Both Sony and Microsoft will acutely aware of this. Both have first-hand experience of what it means to get the all-important launch price wrong.
Microsoft arguably still nurses the damage inflicted by the decision to price the Xbox One at $499 after Sony launched the PS4 at $399. Similarly, Sony’s decision to price the PS3 $499/$599 compared to the Xbox 360’s $299/$399 gave Microsoft an advantage that persisted to some extent throughout the generation.
Xbox head Phil Spencer has already confirmed that Microsoft is adopting an agile approach to pricing with an eye on the competition. Agility in action is not $599. Similarly, Sony has described PS5 pricing as a ‘balancing act’ due to competition in the space.
Next-gen pricing has been framed so far as a head-to-head game of chicken between the two platform holders, each waiting to undercut the other. This is reportedly why we are so late in the game without a price for either the PS5 or Xbox Series X.

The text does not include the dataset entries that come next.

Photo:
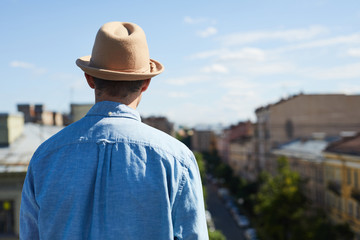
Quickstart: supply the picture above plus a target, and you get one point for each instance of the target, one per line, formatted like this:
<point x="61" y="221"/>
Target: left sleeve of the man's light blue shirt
<point x="29" y="209"/>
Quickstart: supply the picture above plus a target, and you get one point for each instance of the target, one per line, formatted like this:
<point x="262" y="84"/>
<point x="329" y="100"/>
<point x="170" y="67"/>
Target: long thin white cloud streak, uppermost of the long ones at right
<point x="285" y="35"/>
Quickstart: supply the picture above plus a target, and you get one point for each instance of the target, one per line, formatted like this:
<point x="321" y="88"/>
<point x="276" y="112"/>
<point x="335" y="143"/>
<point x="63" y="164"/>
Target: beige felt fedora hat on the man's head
<point x="120" y="53"/>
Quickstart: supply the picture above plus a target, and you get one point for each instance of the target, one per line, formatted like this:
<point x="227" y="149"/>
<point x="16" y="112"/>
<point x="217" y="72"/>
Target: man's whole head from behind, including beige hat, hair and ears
<point x="120" y="54"/>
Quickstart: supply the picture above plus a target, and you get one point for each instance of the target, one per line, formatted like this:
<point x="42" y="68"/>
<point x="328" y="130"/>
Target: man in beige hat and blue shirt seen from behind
<point x="109" y="176"/>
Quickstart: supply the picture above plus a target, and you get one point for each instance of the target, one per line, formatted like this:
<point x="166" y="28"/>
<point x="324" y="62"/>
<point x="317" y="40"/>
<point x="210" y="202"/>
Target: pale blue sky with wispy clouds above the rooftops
<point x="223" y="59"/>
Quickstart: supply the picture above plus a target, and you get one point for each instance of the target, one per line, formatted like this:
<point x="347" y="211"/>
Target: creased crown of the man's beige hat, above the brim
<point x="121" y="47"/>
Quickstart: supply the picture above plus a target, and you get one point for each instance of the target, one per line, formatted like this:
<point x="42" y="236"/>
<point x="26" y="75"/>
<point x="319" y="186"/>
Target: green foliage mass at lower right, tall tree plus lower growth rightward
<point x="284" y="213"/>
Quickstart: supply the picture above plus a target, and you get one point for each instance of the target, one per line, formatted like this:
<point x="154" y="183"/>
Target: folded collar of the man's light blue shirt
<point x="113" y="109"/>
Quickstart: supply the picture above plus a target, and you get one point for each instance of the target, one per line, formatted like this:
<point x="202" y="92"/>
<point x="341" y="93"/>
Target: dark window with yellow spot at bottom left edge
<point x="7" y="217"/>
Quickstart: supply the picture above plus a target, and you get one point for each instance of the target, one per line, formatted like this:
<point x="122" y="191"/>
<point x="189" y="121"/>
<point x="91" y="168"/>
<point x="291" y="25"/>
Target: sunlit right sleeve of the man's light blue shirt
<point x="188" y="211"/>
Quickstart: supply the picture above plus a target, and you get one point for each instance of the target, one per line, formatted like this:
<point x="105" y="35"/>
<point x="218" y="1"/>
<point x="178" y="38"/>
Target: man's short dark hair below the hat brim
<point x="117" y="88"/>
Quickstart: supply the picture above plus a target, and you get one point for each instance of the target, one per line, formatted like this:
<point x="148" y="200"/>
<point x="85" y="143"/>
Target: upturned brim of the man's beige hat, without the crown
<point x="105" y="74"/>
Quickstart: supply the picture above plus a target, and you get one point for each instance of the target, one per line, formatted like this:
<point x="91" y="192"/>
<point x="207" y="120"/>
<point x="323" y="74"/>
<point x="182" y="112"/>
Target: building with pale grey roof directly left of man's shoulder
<point x="14" y="160"/>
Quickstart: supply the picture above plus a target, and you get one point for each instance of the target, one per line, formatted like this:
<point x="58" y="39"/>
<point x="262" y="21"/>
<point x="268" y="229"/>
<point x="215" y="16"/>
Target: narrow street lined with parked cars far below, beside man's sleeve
<point x="221" y="216"/>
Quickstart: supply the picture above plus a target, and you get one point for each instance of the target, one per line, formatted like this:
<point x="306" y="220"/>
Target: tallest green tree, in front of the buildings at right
<point x="281" y="204"/>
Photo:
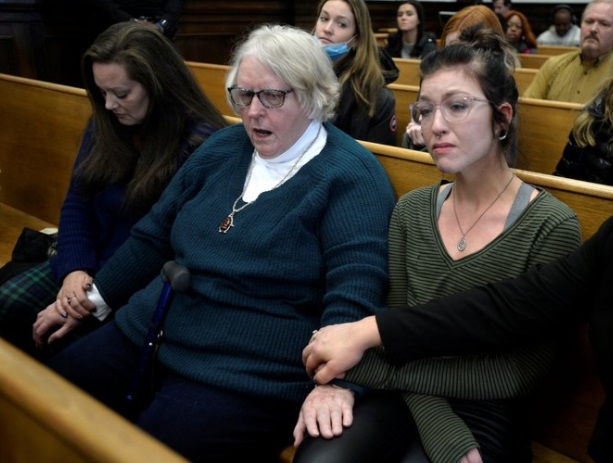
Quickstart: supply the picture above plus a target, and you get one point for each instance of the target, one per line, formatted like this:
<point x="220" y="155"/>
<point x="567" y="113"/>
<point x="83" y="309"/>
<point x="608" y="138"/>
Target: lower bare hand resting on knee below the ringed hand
<point x="325" y="411"/>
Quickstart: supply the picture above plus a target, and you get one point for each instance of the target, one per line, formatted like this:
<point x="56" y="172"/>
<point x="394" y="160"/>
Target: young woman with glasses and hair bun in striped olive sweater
<point x="485" y="226"/>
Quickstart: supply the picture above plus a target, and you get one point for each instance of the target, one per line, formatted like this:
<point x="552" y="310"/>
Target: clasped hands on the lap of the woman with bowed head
<point x="63" y="315"/>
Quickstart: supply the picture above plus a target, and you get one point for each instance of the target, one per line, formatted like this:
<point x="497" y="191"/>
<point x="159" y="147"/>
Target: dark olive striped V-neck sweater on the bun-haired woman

Microsoft opting for the highest expected price from the outset seems incongruous with what we’ve heard so far. It would gift a jump start to Sony, something Microsoft is presumably eager to avoid this time around. With this in mind, there is conceivably no reason for Microsoft to share the price with retailers if it’s waiting on Sony to blink first.
Finally, there’s the price itself. $600 is expensive. For the same price, it is possible to piece together a more than respectable gaming PC.
As consoles edge ever closer to PCs in terms of capabilities (and even design in the case of Xbox Series X), there’s a dwindling list of advantages that set it apart.
One of the last remaining ones is convenience – a neatly packaged system that works out of the box at a much-reduced price compared to gaming PCs. By feathering the $600 threshold, price loses its weightiness as a deciding factor for players.
If there’s anything all this illustrates, it’s that it’s high time Microsoft and Sony finally drop the big news and share the price for their respective next-gen consoles. The silence does nothing but spawn spurious rumors and test the patience of eager fans.
The Xbox Series X is unlikely to cost $599. Nevertheless, we’d sure like to know how much.